Bark bread is a form of famine food made by adding ground phloem to the flour as an extender to make it last longer.

Bark bread seems to be a primarily Scandinavian tradition. Mention of it is found in medieval literature and may have an even older tradition among the Sami people.

During the 18th and early 19th century Northern Europe experienced several very bad years of crop failure, particularly during the Little Ice Age of the mid-18th century. The grain harvest was badly affected, and creative solutions to make the flour last longer were introduced. In 1742, samples of "emergency bread" were sent from Kristiansand, Norway, to the Royal Administration in Copenhagen, among them bark bread, bread made from grainless husks and bread made from burned bones. During the Napoleonic Wars, moss too was used for human consumption.

The last time bark bread was used as famine food in Norway was during the Napoleonic Wars. The introduction of the potato as a staple crop gave the farmers alternative crops when grain production failed, so that bark bread and moss cakes were no longer needed. In Northern Sweden, traces of Sami harvest of bark from Scots pine are known from the 1890s, and in Finland pettuleipä (literally "pinewood-bark bread") was produced as ersatz bread during the Finnish Civil War of 1918.

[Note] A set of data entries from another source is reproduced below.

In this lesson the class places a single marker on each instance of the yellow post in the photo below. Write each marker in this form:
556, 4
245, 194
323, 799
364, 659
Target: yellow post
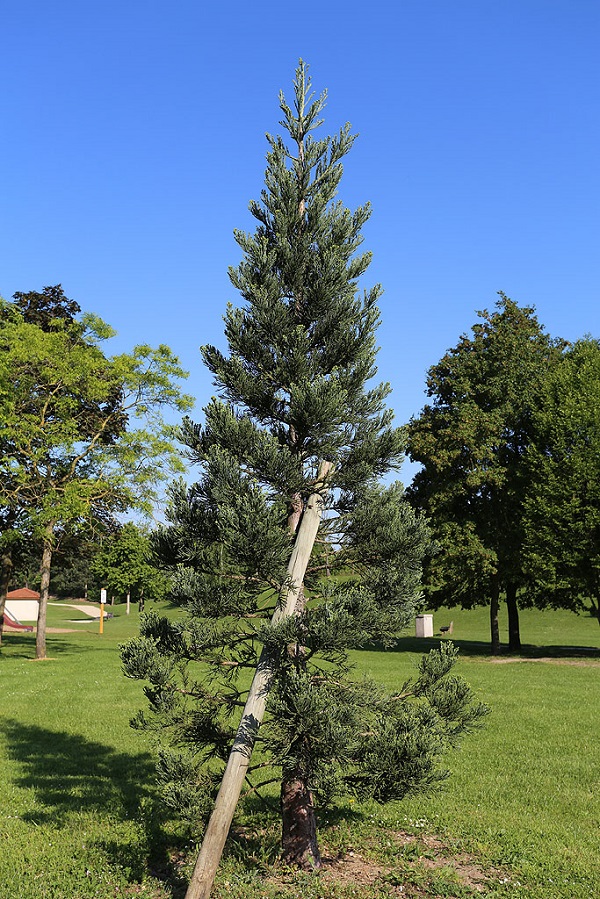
102, 602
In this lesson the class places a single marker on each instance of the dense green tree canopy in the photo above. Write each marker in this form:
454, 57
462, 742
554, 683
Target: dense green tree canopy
81, 433
562, 510
472, 440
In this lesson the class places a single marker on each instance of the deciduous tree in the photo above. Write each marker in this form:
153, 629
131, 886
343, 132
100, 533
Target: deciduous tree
472, 440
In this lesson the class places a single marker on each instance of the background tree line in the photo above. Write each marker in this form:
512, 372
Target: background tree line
82, 433
510, 480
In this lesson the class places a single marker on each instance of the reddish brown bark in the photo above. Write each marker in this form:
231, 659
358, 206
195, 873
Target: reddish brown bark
494, 607
299, 827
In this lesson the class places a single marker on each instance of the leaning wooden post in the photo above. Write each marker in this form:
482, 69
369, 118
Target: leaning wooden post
254, 710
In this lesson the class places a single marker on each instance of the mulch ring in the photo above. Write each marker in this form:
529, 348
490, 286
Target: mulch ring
419, 859
577, 663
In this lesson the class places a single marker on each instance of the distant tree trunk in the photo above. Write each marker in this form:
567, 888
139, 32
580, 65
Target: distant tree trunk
494, 607
5, 575
40, 638
514, 635
299, 827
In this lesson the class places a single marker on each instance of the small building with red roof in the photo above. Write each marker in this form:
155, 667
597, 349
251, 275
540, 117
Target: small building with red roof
23, 604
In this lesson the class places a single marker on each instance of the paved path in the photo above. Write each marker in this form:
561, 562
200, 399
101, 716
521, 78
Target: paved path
90, 611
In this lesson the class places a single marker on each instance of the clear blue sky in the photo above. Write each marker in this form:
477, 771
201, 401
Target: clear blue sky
133, 139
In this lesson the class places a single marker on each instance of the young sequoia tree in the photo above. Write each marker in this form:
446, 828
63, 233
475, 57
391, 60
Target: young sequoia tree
290, 456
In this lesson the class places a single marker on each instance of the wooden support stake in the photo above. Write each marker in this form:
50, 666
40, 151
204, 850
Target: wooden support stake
254, 710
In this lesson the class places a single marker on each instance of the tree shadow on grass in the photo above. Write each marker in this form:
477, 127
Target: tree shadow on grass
70, 774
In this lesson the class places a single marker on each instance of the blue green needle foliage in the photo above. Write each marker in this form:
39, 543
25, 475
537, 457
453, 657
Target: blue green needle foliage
295, 389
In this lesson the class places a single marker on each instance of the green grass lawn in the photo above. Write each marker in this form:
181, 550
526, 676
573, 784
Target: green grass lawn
518, 817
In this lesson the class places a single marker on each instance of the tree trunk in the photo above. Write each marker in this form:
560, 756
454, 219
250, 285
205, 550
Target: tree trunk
239, 758
299, 826
40, 637
514, 635
494, 607
5, 575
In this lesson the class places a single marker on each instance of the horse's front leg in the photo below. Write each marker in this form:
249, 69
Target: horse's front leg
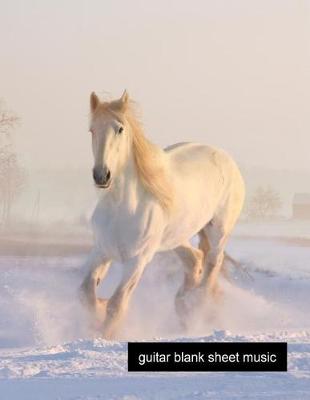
118, 304
96, 269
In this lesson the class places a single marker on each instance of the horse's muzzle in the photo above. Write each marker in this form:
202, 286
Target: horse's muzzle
102, 177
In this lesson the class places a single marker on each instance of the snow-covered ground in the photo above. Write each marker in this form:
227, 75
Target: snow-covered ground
49, 352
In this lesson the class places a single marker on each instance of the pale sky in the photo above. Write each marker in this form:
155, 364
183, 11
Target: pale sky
233, 73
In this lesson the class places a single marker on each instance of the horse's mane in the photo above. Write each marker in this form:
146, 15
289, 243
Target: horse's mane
149, 158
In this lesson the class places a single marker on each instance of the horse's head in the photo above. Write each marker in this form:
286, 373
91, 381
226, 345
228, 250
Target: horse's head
110, 138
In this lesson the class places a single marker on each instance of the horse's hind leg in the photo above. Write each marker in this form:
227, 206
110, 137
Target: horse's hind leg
97, 268
217, 238
192, 259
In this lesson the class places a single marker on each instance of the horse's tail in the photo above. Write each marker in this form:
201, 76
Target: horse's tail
235, 263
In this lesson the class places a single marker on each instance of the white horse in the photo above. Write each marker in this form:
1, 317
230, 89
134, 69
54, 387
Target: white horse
155, 200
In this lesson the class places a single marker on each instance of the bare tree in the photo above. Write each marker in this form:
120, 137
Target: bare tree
11, 173
265, 203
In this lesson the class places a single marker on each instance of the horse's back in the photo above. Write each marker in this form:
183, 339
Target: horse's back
188, 156
207, 182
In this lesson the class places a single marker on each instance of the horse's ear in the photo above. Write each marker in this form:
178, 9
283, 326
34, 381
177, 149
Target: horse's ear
94, 101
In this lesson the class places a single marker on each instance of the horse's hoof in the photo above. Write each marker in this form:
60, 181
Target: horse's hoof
101, 309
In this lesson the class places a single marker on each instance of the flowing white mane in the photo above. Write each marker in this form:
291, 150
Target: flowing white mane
149, 158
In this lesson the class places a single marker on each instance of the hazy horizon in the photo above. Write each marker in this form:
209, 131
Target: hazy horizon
232, 75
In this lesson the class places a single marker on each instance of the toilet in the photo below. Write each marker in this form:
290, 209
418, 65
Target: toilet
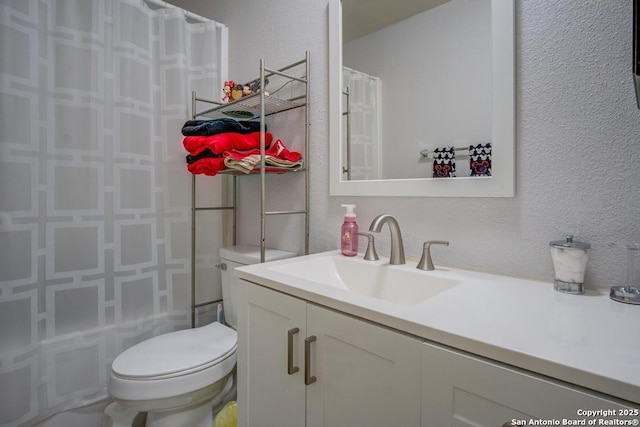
178, 378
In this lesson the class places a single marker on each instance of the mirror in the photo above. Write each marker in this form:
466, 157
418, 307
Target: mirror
481, 98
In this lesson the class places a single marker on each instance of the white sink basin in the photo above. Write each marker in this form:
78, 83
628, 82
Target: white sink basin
398, 284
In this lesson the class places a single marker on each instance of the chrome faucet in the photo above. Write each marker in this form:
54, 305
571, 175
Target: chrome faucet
426, 262
397, 249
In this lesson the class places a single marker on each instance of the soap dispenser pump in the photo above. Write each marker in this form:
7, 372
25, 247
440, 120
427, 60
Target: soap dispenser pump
349, 232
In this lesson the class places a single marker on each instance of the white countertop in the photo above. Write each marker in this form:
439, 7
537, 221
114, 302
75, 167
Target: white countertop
588, 340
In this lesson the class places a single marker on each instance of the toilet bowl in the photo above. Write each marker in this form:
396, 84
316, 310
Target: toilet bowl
177, 378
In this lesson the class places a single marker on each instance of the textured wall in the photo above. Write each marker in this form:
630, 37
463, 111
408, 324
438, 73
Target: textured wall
578, 139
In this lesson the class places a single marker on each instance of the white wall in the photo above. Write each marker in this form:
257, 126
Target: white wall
578, 139
437, 66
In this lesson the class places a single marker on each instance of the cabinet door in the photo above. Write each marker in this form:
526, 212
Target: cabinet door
366, 375
268, 395
460, 390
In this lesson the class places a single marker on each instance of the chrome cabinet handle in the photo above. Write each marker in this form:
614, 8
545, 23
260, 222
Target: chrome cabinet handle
308, 378
290, 368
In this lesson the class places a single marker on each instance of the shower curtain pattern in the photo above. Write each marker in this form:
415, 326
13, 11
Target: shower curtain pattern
364, 107
94, 197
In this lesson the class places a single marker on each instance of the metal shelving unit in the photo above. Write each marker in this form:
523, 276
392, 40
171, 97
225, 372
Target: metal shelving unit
255, 106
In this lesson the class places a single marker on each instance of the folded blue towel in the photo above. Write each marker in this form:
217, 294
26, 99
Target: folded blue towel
216, 126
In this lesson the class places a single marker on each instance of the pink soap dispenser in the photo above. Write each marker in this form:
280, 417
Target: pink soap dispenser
349, 237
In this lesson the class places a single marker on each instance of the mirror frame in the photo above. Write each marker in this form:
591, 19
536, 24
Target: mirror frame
502, 181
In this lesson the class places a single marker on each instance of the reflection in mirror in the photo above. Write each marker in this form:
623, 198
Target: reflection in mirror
437, 79
436, 65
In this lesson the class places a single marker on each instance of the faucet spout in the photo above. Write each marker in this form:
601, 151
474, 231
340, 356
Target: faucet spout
397, 248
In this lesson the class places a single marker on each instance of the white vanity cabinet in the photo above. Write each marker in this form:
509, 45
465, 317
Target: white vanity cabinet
462, 390
301, 364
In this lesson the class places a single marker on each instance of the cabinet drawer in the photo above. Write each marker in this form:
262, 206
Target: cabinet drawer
462, 390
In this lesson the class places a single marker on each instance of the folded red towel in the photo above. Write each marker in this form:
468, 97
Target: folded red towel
224, 142
207, 166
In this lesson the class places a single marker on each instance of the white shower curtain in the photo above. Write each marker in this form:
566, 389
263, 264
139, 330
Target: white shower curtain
364, 123
94, 194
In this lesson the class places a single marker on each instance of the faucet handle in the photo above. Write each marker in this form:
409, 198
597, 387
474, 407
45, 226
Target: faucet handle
370, 254
426, 263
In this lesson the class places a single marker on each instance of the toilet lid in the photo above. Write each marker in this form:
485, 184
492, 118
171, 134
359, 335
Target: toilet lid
177, 353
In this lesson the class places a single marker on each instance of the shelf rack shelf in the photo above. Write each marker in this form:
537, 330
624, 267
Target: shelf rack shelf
257, 106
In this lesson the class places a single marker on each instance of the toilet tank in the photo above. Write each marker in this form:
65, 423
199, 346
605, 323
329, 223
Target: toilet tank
237, 256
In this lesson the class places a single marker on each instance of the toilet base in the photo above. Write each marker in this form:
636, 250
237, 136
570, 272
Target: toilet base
198, 415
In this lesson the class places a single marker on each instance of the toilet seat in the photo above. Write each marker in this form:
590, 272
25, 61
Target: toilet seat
176, 353
173, 364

Finger sized twigs and branches were collected from deciduous trees and shrubs, and the bark split and the inner bark (the phloem and sometimes the vascular cambium) collected while still fresh. The yellow or green inner bark (depending on tree species) was dried over open fire, in an oven or dried in the sun for a few days. A mortar or mill was used to grind the bark to a fine powder to add to the flour. The dried bark pieces could also be added directly to the grain during milling. The bread was then baked the normal way adding yeast and salt.